Teklifi kader ise, irade nedeniyle veya iradeye tasarruf yönüyle sorumluluk gerektiren eylemlerdir. Tekvini kaderde insan iradesi hiç yokken; teklifi kaderde iradeyi insan yönettiği ve kullandığı için sorumluluk insandadır. Bir şöforün arabayı kullanması gibi, arabanın sahibi kendisi değil ama o kullandığı için o sorumlu. İrade ise insanın kullanımına verilmiş emanetlerden biridir, ama insan yönettiği için sorumluluk insandadır.
İrade planında iradeye tasarruf insana verilmiştir ancak eylemler (fiiller) ilahi kudret tarafından yaratılır.

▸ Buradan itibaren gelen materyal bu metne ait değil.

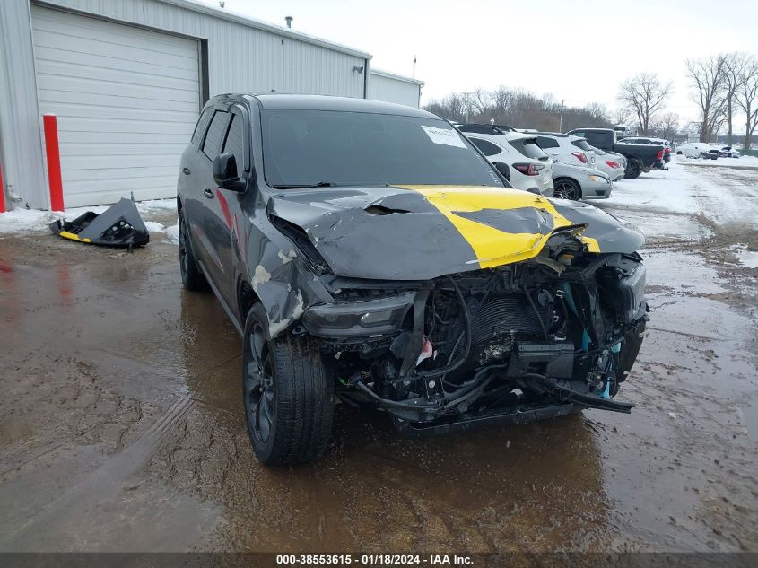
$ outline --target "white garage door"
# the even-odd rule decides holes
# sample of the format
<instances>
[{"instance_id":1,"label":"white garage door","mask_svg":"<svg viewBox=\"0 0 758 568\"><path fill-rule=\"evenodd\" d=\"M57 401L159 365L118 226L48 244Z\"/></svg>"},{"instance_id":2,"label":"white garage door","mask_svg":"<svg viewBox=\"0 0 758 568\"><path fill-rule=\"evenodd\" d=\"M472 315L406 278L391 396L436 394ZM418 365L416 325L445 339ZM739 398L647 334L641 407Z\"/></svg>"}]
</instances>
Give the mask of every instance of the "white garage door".
<instances>
[{"instance_id":1,"label":"white garage door","mask_svg":"<svg viewBox=\"0 0 758 568\"><path fill-rule=\"evenodd\" d=\"M31 14L65 205L175 196L200 109L197 41L39 6Z\"/></svg>"}]
</instances>

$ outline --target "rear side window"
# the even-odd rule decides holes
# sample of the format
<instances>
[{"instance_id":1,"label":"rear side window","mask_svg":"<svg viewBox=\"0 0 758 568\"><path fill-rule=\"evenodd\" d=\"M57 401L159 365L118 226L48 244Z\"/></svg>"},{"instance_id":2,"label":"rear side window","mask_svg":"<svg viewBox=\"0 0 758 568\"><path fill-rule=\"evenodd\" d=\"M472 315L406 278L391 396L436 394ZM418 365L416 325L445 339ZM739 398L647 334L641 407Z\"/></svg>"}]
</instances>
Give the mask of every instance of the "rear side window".
<instances>
[{"instance_id":1,"label":"rear side window","mask_svg":"<svg viewBox=\"0 0 758 568\"><path fill-rule=\"evenodd\" d=\"M482 138L469 138L471 144L479 148L485 156L493 156L496 153L501 153L502 148L493 144L492 142L482 140Z\"/></svg>"},{"instance_id":2,"label":"rear side window","mask_svg":"<svg viewBox=\"0 0 758 568\"><path fill-rule=\"evenodd\" d=\"M203 135L205 133L205 127L208 126L208 121L211 119L211 115L213 114L213 107L205 109L197 119L197 124L195 126L195 132L192 134L192 144L196 146L200 144L200 141L203 139Z\"/></svg>"},{"instance_id":3,"label":"rear side window","mask_svg":"<svg viewBox=\"0 0 758 568\"><path fill-rule=\"evenodd\" d=\"M242 117L232 114L226 142L223 143L223 152L231 152L234 154L238 174L241 174L245 170L245 143L242 135Z\"/></svg>"},{"instance_id":4,"label":"rear side window","mask_svg":"<svg viewBox=\"0 0 758 568\"><path fill-rule=\"evenodd\" d=\"M545 148L559 147L558 141L547 136L537 136L537 145L545 150Z\"/></svg>"},{"instance_id":5,"label":"rear side window","mask_svg":"<svg viewBox=\"0 0 758 568\"><path fill-rule=\"evenodd\" d=\"M587 144L587 140L573 140L571 141L571 145L576 146L577 148L580 148L585 152L589 152L592 150L592 147Z\"/></svg>"},{"instance_id":6,"label":"rear side window","mask_svg":"<svg viewBox=\"0 0 758 568\"><path fill-rule=\"evenodd\" d=\"M203 143L203 153L213 160L219 153L221 143L226 135L226 127L229 123L229 113L217 110L208 127L205 142Z\"/></svg>"},{"instance_id":7,"label":"rear side window","mask_svg":"<svg viewBox=\"0 0 758 568\"><path fill-rule=\"evenodd\" d=\"M602 132L586 132L584 134L577 134L578 136L584 136L592 146L605 145L606 135Z\"/></svg>"},{"instance_id":8,"label":"rear side window","mask_svg":"<svg viewBox=\"0 0 758 568\"><path fill-rule=\"evenodd\" d=\"M522 156L526 156L527 158L531 158L532 160L547 160L547 154L540 150L534 138L512 140L510 145L516 148Z\"/></svg>"}]
</instances>

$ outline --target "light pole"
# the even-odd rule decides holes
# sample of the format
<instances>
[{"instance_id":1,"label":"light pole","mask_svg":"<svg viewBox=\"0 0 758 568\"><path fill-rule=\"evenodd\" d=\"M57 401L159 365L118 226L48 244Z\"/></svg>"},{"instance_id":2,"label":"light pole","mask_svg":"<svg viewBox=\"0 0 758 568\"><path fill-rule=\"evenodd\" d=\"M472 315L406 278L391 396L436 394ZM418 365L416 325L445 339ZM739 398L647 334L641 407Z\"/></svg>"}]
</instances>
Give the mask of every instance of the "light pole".
<instances>
[{"instance_id":1,"label":"light pole","mask_svg":"<svg viewBox=\"0 0 758 568\"><path fill-rule=\"evenodd\" d=\"M466 97L466 122L468 123L468 111L471 109L471 95L474 94L474 92L471 91L469 92L464 92L463 96Z\"/></svg>"},{"instance_id":2,"label":"light pole","mask_svg":"<svg viewBox=\"0 0 758 568\"><path fill-rule=\"evenodd\" d=\"M561 118L558 123L558 132L563 132L563 106L565 102L565 99L561 101Z\"/></svg>"}]
</instances>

İnsanın kalb ve nefis planında bazı meyiller, eğilimler ortaya çıkar. İnsan iradeyi kullanarak bunlardan birini seçer, irade eder, belirler. Belirledikten sonrası kendisinin yönetiminde, tasarrufunda değildir. Yani insana düşünce ve duygu dünyasında beliren meyillerden birini seçme hakkı verilmiştir. İşte bu seçme hakkına cüzi irade denilir. İrade planından sonra eylemler (fiiller) İlahi kudret tarafından yaratılır.
İnsan bir şey yemeğe karar verdikten sonraki eylemler; ellerin, kolların, sinir sisteminin işleyişleri bir programa göre gerçekleşir. Eylemleri gerçekleştiren bu program, insanın iradesi dışında programlanmıştır.
Aynı şekilde insan bir şey yapmaya karar verdikten sonra o eylem, ilahi kudretle ve bir programla, bir kanunla varlık planında yaratılır. Ancak süreçteki kararın, seçimin tasarrufu insanda olduğu için sorumlu insandır, İlahi sistem değildir.
İman, dua ve istiğfarın içimizdeki meyillerin oluşumunda ve karar sürecimizde etkileri vardır. Kalbimizden ve nefsimizden zuhur eden meyiller, kalbin ve nefsin yapısına, istidadına bağlıdır.
Yüce Rabbimiz, bizlere rızasına giden meyiller, İlahi nazarını ihsan eylediği hayırlı seçimler nasip eylesin, bizi bize bırakmasın. Âmin.